After calculating similarity scores between a single image(white cat in my case) and 80 labels, we will choose the pair that has the highest similarity score, and in this way, we will classify objects. You can find COCO labels from here, or you can use any different label set; it doesn’t matter. You can even create custom label sets; you just need to create a text file and write labels on it one by one.

import torch
import clip
from PIL import Image

# use GPU
device = "cuda" if torch.cuda.is_available() else "cpu"
# pretrained model vision transformer model
model_name = "ViT-B/32"
# labels
labels_file = "coco-labels-paper.txt"
# image path
image_path = "cat.jpg"  # !!! Change to your test image path

# Load the CLIP model
model, preprocess = clip.load(model_name, device=device)

# Load COCO labels from the text file
with open(labels_file, "r") as f:
    classes = [line.strip() for line in f.readlines() if line.strip()]

# Create text prompts from COCO labels
text_descriptions = [f"This is a photo of a {label}" for label in classes]
""" 
This is a photo of a dog
This is a photo of a cat
This is a photo of a car
This is a photo of a bicycle
......
"""

# Tokenize text descriptions
text_tokens = clip.tokenize(text_descriptions).to(device)

# Encode text descriptions
with torch.no_grad():
    text_features = model.encode_text(text_tokens)
    text_features /= text_features.norm(dim=-1, keepdim=True)

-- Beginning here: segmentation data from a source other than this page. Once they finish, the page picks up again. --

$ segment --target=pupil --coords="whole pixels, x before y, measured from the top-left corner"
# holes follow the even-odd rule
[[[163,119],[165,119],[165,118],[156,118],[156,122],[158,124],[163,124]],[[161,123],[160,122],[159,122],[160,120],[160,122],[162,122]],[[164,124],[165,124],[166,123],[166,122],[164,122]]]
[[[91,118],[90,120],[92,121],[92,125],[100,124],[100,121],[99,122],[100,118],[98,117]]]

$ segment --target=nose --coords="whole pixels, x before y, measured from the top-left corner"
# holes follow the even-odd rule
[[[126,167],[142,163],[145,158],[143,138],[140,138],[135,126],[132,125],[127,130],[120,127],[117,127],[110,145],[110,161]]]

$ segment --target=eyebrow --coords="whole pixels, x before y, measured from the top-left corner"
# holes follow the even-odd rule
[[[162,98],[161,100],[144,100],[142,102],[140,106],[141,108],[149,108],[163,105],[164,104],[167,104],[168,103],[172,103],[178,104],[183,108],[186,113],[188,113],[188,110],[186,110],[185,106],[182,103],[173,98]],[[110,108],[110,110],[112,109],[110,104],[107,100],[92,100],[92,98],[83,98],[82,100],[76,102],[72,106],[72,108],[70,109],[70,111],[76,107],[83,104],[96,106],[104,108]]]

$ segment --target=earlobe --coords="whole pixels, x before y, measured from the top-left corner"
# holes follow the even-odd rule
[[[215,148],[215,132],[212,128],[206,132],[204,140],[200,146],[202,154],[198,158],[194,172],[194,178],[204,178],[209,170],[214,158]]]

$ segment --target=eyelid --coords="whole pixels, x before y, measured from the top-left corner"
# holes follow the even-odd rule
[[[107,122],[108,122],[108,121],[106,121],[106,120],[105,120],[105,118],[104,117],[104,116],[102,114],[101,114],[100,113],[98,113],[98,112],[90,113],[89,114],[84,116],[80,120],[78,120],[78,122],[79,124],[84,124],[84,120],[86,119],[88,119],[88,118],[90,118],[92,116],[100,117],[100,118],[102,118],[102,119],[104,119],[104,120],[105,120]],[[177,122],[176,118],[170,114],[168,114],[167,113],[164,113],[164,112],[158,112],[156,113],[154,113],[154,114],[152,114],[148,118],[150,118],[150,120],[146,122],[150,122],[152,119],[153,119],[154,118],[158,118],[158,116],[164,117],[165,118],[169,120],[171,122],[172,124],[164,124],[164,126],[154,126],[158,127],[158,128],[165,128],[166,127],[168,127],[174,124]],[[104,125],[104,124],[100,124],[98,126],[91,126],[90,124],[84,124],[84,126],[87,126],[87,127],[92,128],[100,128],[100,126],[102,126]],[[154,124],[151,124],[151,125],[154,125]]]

# Load and preprocess your image
image = Image.open(image_path).convert("RGB")
image_input = preprocess(image).unsqueeze(0).to(device)

# Encode image
with torch.no_grad():
    image_features = model.encode_image(image_input)
    image_features /= image_features.norm(dim=-1, keepdim=True)

    # Compute similarity using cosine similarity
    similarity = (100.0 * image_features @ text_features.T)
    probs = similarity.softmax(dim=-1)

# Get top-5 predictions
top5_idx = probs.topk(5).indices[0].tolist()

print("\n Top 5 Predictions:")
for idx in top5_idx:
    print(f"- {classes[idx]} ({probs[0, idx]*100:.2f}%)")

Here is the output:

  • cat (94.31%)
  • mouse (1.22%)
  • teddy bear (0.69%)
  • dog (0.53%)
  • bowl (0.24%)
The prediction of the CLIP model is: cat (94.31%).